Right now, the plan is to let this magnificent artifact simply fall into the deepest part of the ocean because it would be cheapest and easiest to do so.
Think about that, as people used to say, let that sink in. Imagine if we allowed that to happen to something like the Great Pyramid of Giza or the ancient monuments that exist around the world. ISS being in space could outlast all of them but for one thing... due to its low orbit it needs to be reboosted to higher orbits every once in a while.
In answer to questions about moving the #ISS to lunar orbit:
— Robert Zubrin (@robert_zubrin) June 27, 2024
It’s possible using electric propulsion. Using #SpaceX Argon 2500 s Isp thrusters, 169 tons of propellant would be needed. Issue is power. Using ISS 100 kWe, it would take 25 years. Use 1 MWe solar tug, 2.5 years.…
Even more doable is to boost it to a much higher Earth orbit.
You could move it to an 800 km altitude orbit in about 8 months using ISS own power. It would take about 4 tons of propellant.
— Robert Zubrin (@robert_zubrin) June 27, 2024
US-Russia relations will likely not allow us to do this in time.
Do I think this kind of effort will be made? I think not. It would require that we overcome the demons of our human nature. The US-Russia relationship is a strange one. We have been allies in two wars and enemies in none, YET we have third countries that we do fight who are our respective allies.
All this time though when it comes to space the USA and Russia as much wanted to work together. Nikita Khrushchev even suggested to JFK a joint Moon program. Shortly after that was Apollo Soyuz. The effects of our competition in space were to push each other further. Then the ISS came and even now as we are geostrategic rivals in a very heated way the USA and Russia have managed to keep this monument to human capabilities alive. It is a great Pyramid of our age.
For geostrategic and geopolitical reasons Russia will always try to dominate, rule and command Eastern Europe. Any country or alliance that conquers Eastern Europe will dominate Russia and the Eurasian heartland. In the USA we view NATO as a defensive alliance that we would never allow to be used to start a war with Russia, ever. Russia on the other hand can't afford to trust western/central Europe after what happened in WW II. Even in his interview with Tucker Carlson, Putin, said he would not imagine that the USA wants to invade Russia. We're "over there on your own island" as he put it.
Meanwhile, for geostrategic and geopolitical reasons, the USA cannot be ok with a country that is acting as a dictatorship, without free and fair elections, to militarily conquer eastern Europe. If that country is Russia, and they were inclined to they could dominate all of Europe, Asia and possibly even Africa. In the cold war without heavy support from the USA, the USSR would've had complete dominant command of Eurasia. Especially early in the Cold War when Stalin and Mao had a fairly solid communist bloc. In the long view such a super state or alliance would eventually dominate over the world.
This is why Ukraine matters, and that is why right now that level of cooperation is unlikely.
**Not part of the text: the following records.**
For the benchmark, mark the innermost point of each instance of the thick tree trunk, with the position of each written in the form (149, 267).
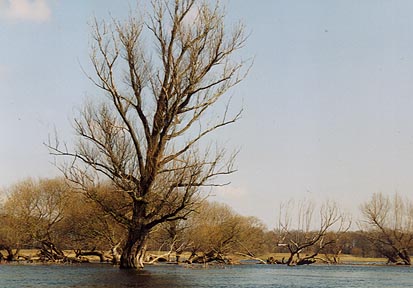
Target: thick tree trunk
(133, 254)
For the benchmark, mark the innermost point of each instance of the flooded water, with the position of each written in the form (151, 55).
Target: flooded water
(229, 276)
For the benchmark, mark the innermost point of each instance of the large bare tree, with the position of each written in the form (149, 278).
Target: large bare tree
(162, 73)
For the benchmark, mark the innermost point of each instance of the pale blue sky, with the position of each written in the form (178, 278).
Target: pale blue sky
(328, 103)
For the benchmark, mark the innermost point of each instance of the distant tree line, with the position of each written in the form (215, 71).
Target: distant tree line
(52, 217)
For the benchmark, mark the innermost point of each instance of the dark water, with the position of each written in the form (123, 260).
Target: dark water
(230, 276)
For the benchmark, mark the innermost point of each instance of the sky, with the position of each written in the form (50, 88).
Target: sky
(327, 103)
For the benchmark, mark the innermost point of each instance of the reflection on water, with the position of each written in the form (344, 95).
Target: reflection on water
(230, 276)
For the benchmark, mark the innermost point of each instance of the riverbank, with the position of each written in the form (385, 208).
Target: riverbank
(32, 254)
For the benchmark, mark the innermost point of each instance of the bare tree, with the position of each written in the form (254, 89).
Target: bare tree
(36, 208)
(300, 232)
(388, 225)
(146, 137)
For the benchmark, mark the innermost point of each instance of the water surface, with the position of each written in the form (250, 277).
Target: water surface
(228, 276)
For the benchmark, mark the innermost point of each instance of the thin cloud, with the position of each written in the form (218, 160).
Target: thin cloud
(25, 10)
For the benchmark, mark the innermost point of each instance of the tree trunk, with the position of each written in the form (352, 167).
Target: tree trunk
(133, 254)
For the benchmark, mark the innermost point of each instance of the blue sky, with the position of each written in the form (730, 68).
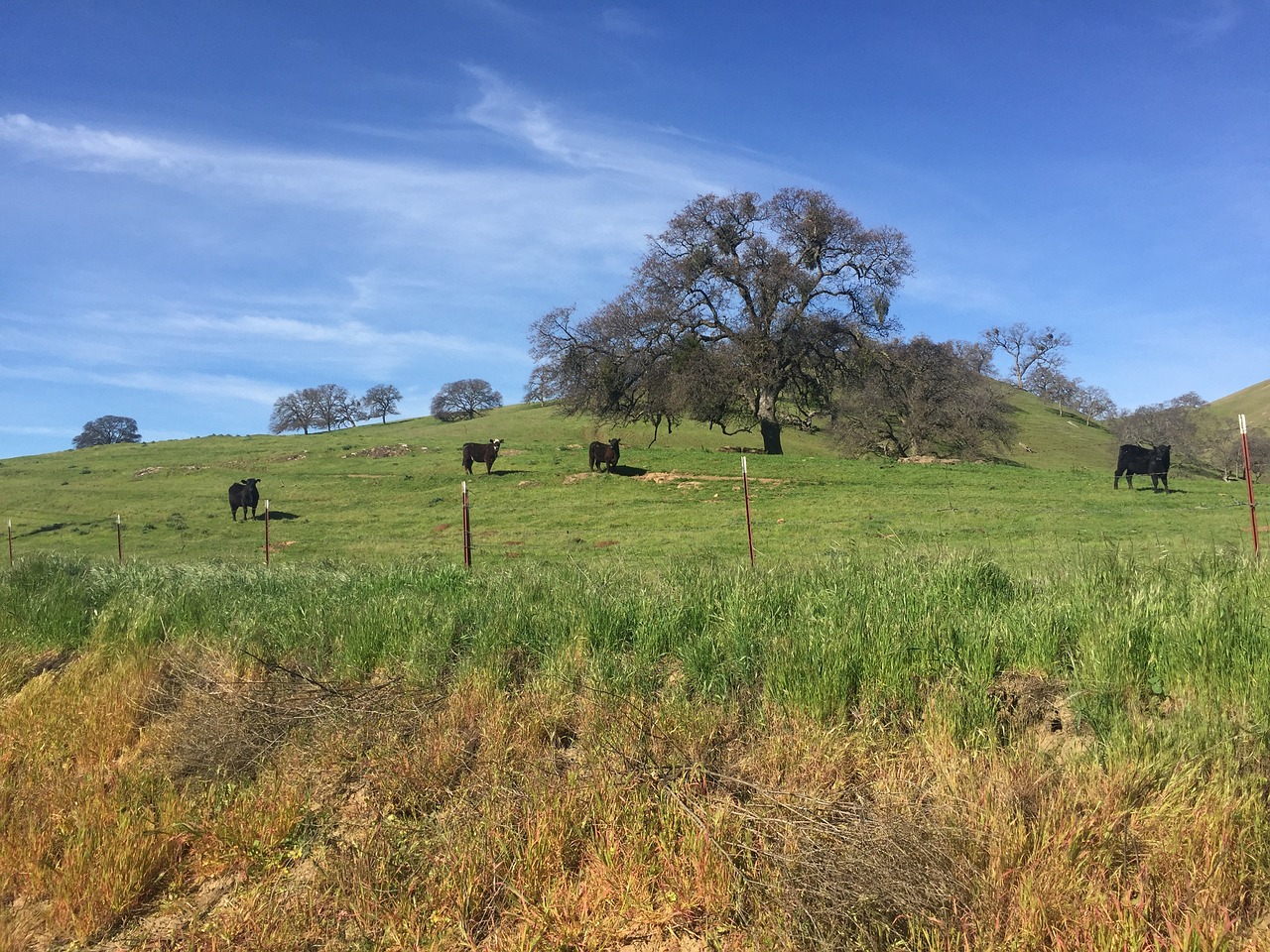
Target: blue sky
(204, 206)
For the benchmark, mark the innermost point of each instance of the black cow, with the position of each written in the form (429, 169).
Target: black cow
(244, 495)
(1141, 461)
(604, 454)
(481, 453)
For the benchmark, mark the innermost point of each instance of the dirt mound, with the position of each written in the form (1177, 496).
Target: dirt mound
(1035, 706)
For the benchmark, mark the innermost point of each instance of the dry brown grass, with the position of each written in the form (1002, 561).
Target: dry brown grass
(202, 801)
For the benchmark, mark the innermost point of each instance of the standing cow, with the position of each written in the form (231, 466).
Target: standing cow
(480, 453)
(244, 495)
(1142, 461)
(604, 454)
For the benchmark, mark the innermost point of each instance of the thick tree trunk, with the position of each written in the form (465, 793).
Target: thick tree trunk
(769, 425)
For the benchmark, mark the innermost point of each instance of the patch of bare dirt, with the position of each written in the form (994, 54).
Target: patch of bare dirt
(697, 479)
(384, 452)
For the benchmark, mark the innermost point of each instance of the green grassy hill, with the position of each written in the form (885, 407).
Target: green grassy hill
(1251, 402)
(992, 706)
(381, 493)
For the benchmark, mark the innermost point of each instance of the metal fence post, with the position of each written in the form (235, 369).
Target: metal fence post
(1247, 477)
(749, 525)
(467, 531)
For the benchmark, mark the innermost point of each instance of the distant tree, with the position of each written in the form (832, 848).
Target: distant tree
(465, 400)
(335, 407)
(1026, 348)
(107, 429)
(1053, 385)
(539, 389)
(975, 354)
(298, 411)
(907, 399)
(1176, 422)
(740, 307)
(1093, 404)
(380, 402)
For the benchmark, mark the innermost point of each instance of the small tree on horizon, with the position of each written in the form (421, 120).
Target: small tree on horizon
(107, 429)
(1028, 348)
(465, 400)
(380, 402)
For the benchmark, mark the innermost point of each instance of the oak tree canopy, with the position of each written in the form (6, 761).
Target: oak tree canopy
(743, 312)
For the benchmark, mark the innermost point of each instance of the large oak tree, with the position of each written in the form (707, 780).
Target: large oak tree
(742, 312)
(107, 429)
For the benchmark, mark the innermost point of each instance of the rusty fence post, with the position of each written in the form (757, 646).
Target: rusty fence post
(467, 531)
(1247, 477)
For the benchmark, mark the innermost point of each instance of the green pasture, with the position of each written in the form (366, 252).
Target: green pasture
(385, 493)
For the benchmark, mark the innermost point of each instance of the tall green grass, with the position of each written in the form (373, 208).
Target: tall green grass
(844, 639)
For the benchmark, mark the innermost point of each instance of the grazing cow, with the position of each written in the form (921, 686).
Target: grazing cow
(244, 495)
(604, 454)
(480, 453)
(1141, 461)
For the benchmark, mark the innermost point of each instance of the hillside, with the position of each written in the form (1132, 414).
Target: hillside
(382, 493)
(952, 706)
(1254, 403)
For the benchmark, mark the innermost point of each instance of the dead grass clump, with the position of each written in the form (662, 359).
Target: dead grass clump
(1035, 706)
(226, 719)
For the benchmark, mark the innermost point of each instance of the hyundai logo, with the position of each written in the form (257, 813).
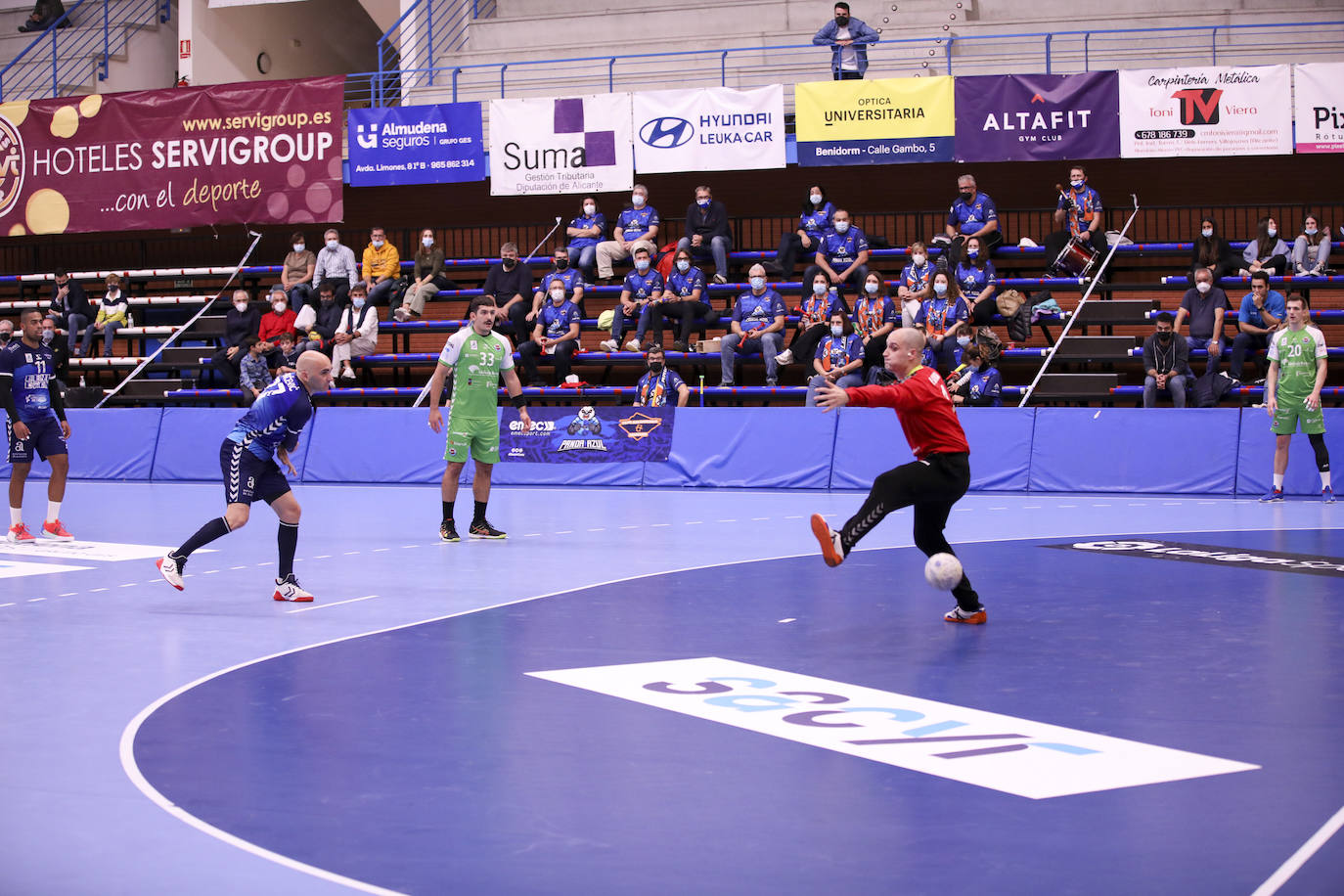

Politically there isn't the will to explain to our populations why the US and Russia would work together in space to that degree while the Russo-Ukrainian war is going hot.
That said it's not impossible. US-Russia space relations have been a bright spot since the 1960's or 1970's. If there is a hand of peace that hand will be extended there. Technologically it can be done it's just a matter of having the political will.